McMillan Park is a 25-acre parcel of land near the large medical complex that includes Children’s National Medical Center, Medstar Washington Hospital Center and the Veterans Affairs Medical Center. The Ward 5 site, which is bordered by North Capitol Street, First Street Northwest, Michigan Avenue, and Channing Street Northwest, was once part of a 92-acre Reservoir and Filtration Plant. The land has been unused since 1987.
The historic row houses across from the park have had the same view for decades: a chain link fence that was erected during World War II when the U.S. government feared someone would attempt to poison our water supply. The fence was built with the promise that it would come down, but it has remained a constant in the lives of the residents of the Bloomingdale and Stronghold neighborhoods.
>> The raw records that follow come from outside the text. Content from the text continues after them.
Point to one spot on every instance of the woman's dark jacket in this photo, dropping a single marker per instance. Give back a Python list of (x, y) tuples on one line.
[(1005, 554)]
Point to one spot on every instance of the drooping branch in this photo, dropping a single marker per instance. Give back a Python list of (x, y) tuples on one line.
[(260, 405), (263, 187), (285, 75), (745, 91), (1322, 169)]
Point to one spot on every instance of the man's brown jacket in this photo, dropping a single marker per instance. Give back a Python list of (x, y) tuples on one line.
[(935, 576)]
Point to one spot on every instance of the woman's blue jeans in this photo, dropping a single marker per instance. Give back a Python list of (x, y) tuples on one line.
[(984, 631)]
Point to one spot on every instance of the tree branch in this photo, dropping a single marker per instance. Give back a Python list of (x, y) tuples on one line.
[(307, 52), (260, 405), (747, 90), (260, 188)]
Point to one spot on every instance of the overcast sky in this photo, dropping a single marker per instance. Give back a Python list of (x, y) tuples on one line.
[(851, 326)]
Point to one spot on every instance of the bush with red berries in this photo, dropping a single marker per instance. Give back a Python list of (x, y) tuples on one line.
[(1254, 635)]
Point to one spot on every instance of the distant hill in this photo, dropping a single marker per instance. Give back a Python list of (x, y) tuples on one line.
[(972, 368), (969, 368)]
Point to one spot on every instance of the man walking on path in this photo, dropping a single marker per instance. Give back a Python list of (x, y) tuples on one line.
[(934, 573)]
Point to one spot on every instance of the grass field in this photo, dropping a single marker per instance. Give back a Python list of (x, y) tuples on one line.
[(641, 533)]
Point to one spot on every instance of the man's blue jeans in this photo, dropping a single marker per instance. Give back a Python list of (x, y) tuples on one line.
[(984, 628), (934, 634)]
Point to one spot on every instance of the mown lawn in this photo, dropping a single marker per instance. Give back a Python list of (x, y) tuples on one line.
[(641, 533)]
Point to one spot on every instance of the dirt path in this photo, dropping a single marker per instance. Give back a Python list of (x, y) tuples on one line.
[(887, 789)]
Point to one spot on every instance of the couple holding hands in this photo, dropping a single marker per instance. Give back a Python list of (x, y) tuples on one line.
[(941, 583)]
Now, after 28 years, the Office of the D.C. Deputy Mayor for Planning and Economic Development (DMPED) and partner developer Vision McMillan Partners (VMP) expect to break ground in 2016 on a long disputed redevelopment plan.
McMillan Park was designed by Frederick Law Olmsted, Jr, and built in the late 1800s as a public park. Olmsted designed the site to be part of the “Emerald Necklace,” the series of parks that surrounded D.C. The park was named after Michigan Senator James McMillan, who helped plan the park and reservoir as part of an city beautification project in the early years of the 20th century. The park was one of the first integrated parks in the city, and was enjoyed by both black and white families.